NanoViricides (OTCBB:NNVC) shares shot up on Monday after it said it anticipates that the oral and injectable versions of its FluCide drug candidate would be effective against the new H7N9 strain of the flu that has caused a slew of deaths in China of late.
Shares of the biopharmaceutical company were lately up almost 7 per cent to 63 cents approaching market close, soaring to as high as 69 cents just after the news was released.
Both the injectable drug, for use in severely ill patients with the flu, and the oral version for less sick out-patients, bear a "virus-binding ligand" that mimics sialic acid, the company told investors this afternoon.
This ligand is capable of substituting for both the mammalian form or the avian form, it added.
Since the novel H7N9 (2013) virus is transitioning from avian to human host, the dual biomimetic capability of our FluCide ligand should have a favorable impact," NanoViricides said in the release.
The FluCide drugs are based on NanoViricides' biomimetic technology, which mimicks the natural sialic acid receptors for the influenza virus on the surface of a nanoviricide polymeric micelle. The company notes that all flu viruses bind to the sialic acid receptors, even if they rapidly mutate.

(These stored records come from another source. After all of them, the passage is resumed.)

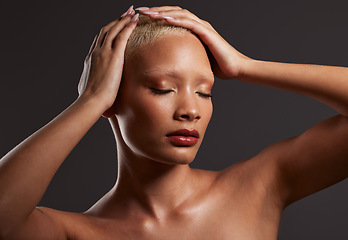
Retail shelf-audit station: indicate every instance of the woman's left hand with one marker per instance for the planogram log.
(227, 62)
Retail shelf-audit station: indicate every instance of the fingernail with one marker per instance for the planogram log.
(130, 9)
(168, 17)
(151, 12)
(135, 18)
(142, 8)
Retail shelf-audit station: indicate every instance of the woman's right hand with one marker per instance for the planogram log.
(103, 65)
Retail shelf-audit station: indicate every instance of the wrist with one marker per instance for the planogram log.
(95, 102)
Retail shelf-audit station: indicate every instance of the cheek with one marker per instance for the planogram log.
(144, 113)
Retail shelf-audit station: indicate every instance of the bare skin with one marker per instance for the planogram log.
(157, 195)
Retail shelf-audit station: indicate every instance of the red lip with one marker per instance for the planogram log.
(183, 137)
(185, 132)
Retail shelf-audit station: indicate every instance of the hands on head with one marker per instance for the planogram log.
(103, 65)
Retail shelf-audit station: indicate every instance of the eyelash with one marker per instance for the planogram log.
(162, 92)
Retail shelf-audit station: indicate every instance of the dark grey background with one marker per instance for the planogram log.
(43, 45)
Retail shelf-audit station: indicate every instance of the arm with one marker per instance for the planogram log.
(305, 164)
(26, 171)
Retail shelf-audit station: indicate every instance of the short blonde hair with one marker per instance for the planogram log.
(148, 31)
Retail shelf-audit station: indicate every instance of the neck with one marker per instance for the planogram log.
(151, 186)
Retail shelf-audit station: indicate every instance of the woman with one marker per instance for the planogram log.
(159, 113)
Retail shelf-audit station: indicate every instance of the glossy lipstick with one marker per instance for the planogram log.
(183, 137)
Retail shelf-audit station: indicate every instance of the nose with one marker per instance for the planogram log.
(187, 108)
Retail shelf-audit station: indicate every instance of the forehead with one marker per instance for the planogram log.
(173, 55)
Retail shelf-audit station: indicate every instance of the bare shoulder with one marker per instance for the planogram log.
(46, 223)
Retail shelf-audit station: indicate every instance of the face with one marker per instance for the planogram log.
(165, 88)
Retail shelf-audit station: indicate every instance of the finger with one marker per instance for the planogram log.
(174, 13)
(162, 8)
(92, 46)
(120, 42)
(117, 28)
(104, 31)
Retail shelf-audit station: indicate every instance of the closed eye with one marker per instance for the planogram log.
(159, 91)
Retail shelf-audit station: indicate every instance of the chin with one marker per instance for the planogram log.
(176, 159)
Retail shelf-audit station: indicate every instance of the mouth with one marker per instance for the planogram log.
(183, 137)
(185, 132)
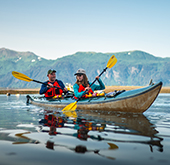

According to the company statement on Monday, the Center for Disease Control (CDC) and scientists from China and Japan have reported that based on the genetic structure of the new strain, this virus is likely to bind well with the mammalian form of sialic acid.
The virus is also said to be reported to bear other mutations that allow it to infect mammalian hosts effectively.
"Existing H7-vaccine viruses are not well matched to this novel H7N9 virus, and new vaccine development will take some time. This H7N9 is resistant to amantadine and rimantadine, as are most US and European Influenza A virus strains," the company noted.
Though the virus is suggested to be susceptible to Tamiflu and Relenza, certain mutations suggest resistance, NanoViricides noted, citing CDC authors Dr. Uyeki and Dr. Cox, who say that clinical research is "urgently needed on new antiviral agents, including drugs with different
mechanisms of action".
Indeed, FluCide is based on a completely new mechanism of action, where the drug micelle is designed to bind to the virus particle through "multi-denate interactions" and then to spread onto the virus surface, thereby covering the entire virus particle.
Unlike antibodies, the company's nanoviricide agents are designed to perform their antiviral effect even if the immune system is compromised, and can be designed to have as many as 20 or even larger numbers of virus-binding ligands.
Both drugs in its FluCide program have shown “very high effectiveness” in preclinical animal studies of two "distinctly different" influenza A virus infections, NanoViricides noted, routinely showing superiority to Tamiflu, the current standard of care.
Flucide drugs showed complete survival, or 22 plus days, while Tamiflu resulted in only 8 to 9 days of survival, the company said. Untreated animals died within five days.
The results are expected to correlate well with impending human clinical studies, it added. The company has previously reported that it is working on cGMP production of its drug candidates in the near future. The bidding phase for subcontracts for the production and laboratory facilities has already begun.
NanoViricides has a pre-investigational new drug application meeting with the U.S. FDA at the end of March for its injectable FluCide candidate.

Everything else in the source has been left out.